D’autant qu’au delà des mesures cosmétiques sur le service minimum ou la récidive qui plaisent à l’opinion publique mais qui ne résoudront rien, et par delà la mise en place de commissions de réflexion et autres comités d’évaluation, il apparaîtra qu’en cent jours, l’acte majeur du nouveau gouvernement aura été le «paquetcadeau fiscal» offert à quelques milliers de Français les plus fortunés.
Qu’aurions-nous fait, nous, de ces cent premiers jours ? Au premier abord, il peut paraître facile de poser la question. Bien au contraire, car nous sommes dans l’opposition et c’est à nous qu’il revient de proposer des pistes et des solutions alternatives.
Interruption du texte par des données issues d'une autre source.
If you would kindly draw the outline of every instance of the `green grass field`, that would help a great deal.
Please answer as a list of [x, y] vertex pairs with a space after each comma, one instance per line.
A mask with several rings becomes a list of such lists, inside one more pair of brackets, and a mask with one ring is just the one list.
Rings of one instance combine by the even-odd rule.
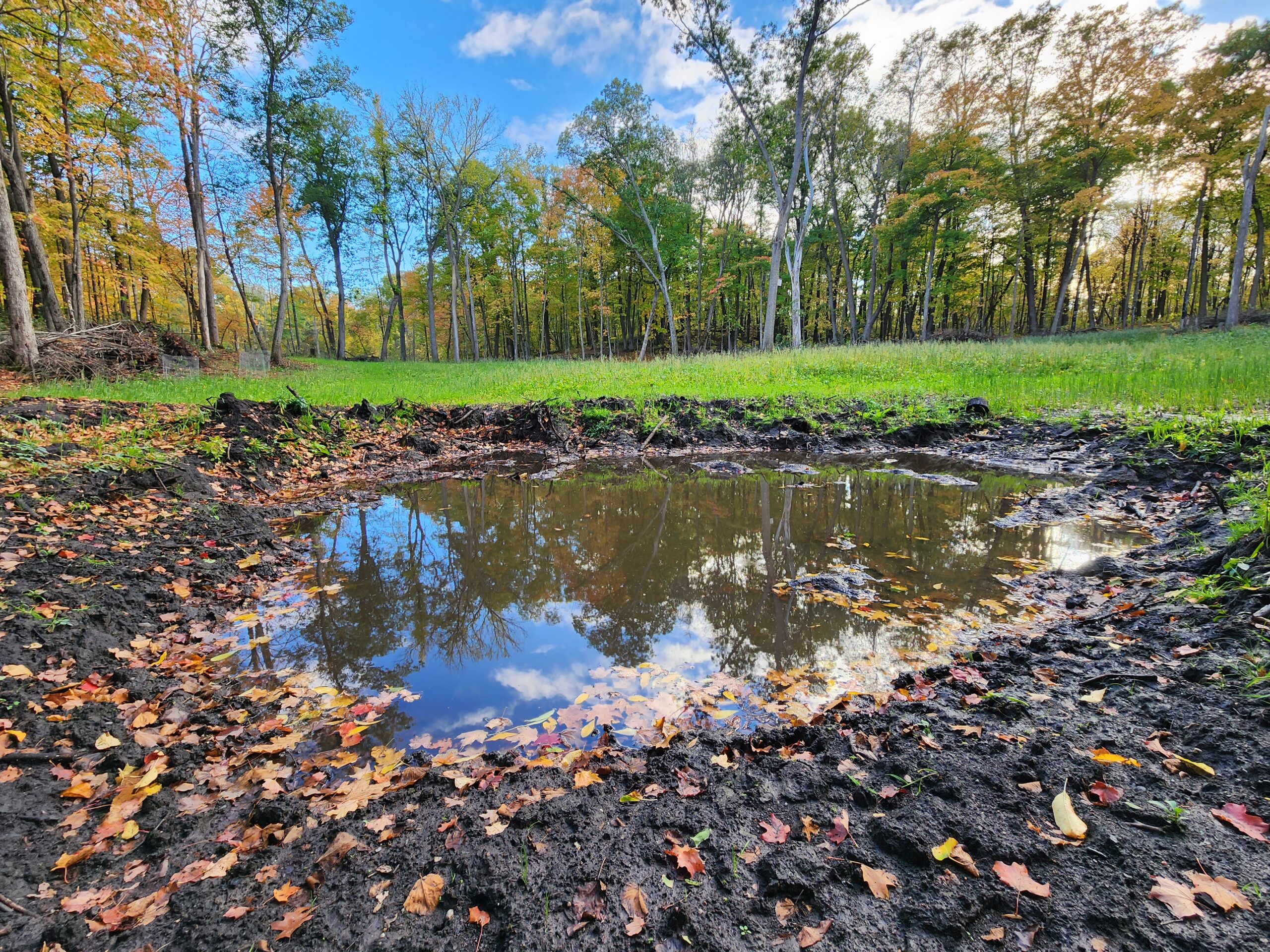
[[318, 405], [508, 404], [550, 397], [657, 396], [812, 400], [986, 397], [993, 410], [1020, 415], [1068, 410], [1231, 409], [1270, 406], [1270, 327], [1234, 333], [1144, 330], [987, 344], [879, 344], [739, 357], [632, 360], [525, 360], [480, 364], [337, 363], [297, 360], [267, 378], [145, 376], [119, 383], [89, 381], [24, 390], [194, 404], [232, 391], [240, 397], [287, 397], [291, 385]]

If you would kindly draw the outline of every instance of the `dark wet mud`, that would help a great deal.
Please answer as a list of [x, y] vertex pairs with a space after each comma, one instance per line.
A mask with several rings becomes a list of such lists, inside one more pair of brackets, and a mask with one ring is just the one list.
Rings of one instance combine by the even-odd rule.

Nous aurions fait autre chose et nous l’aurions fait autrement :
Pour nous, la priorité aurait d’abord été le pouvoir d’achat des ménages avec un seul objectif : la relance économique et la création d’emplois.
Ce train de mesures aurait été accompagné d’une politique fiscale incitative.
Dès la rentrée, après être revenu sur les fermetures de classes dans les écoles en zones d’éducation prioritaire, nous aurions affecté des assistants d’éducation dans les établissements les plus sensibles pour coordonner un dispositif anti-échec scolaire.
Un pacte de solidarité urbaine aurait été lancé pour les communes où les enjeux sociaux sont les plus lourds, et nous aurions placé les habitants, les associations d’économie sociale mais aussi les entreprises, au coeur de ce processus de renouvellement urbain et de dynamisation économique des quartiers.
L’ensemble de ces premières mesures aurait été accompagné d’une relance du dialogue social préalable à la préparation d’une grande conférence nationale sur les revenus, les salaires, les retraites et la sécurité sociale professionnelle.
Le choix d’une politique de sécurité qui ne soit pas rythmée par les faits divers et l’émotion populaire qui les accompagne, mais qui soit animée par la volonté sincère et sérieuse de résoudre vraiment le problème majeur que demeure la violence dans notre société.
Le Parti socialiste doit évoluer. Il l’a toujours fait et il va le faire. Il doit s’adapter à la nouvelle donne internationale, économique, sociale, sociétale. Il a commencé et il va continuer.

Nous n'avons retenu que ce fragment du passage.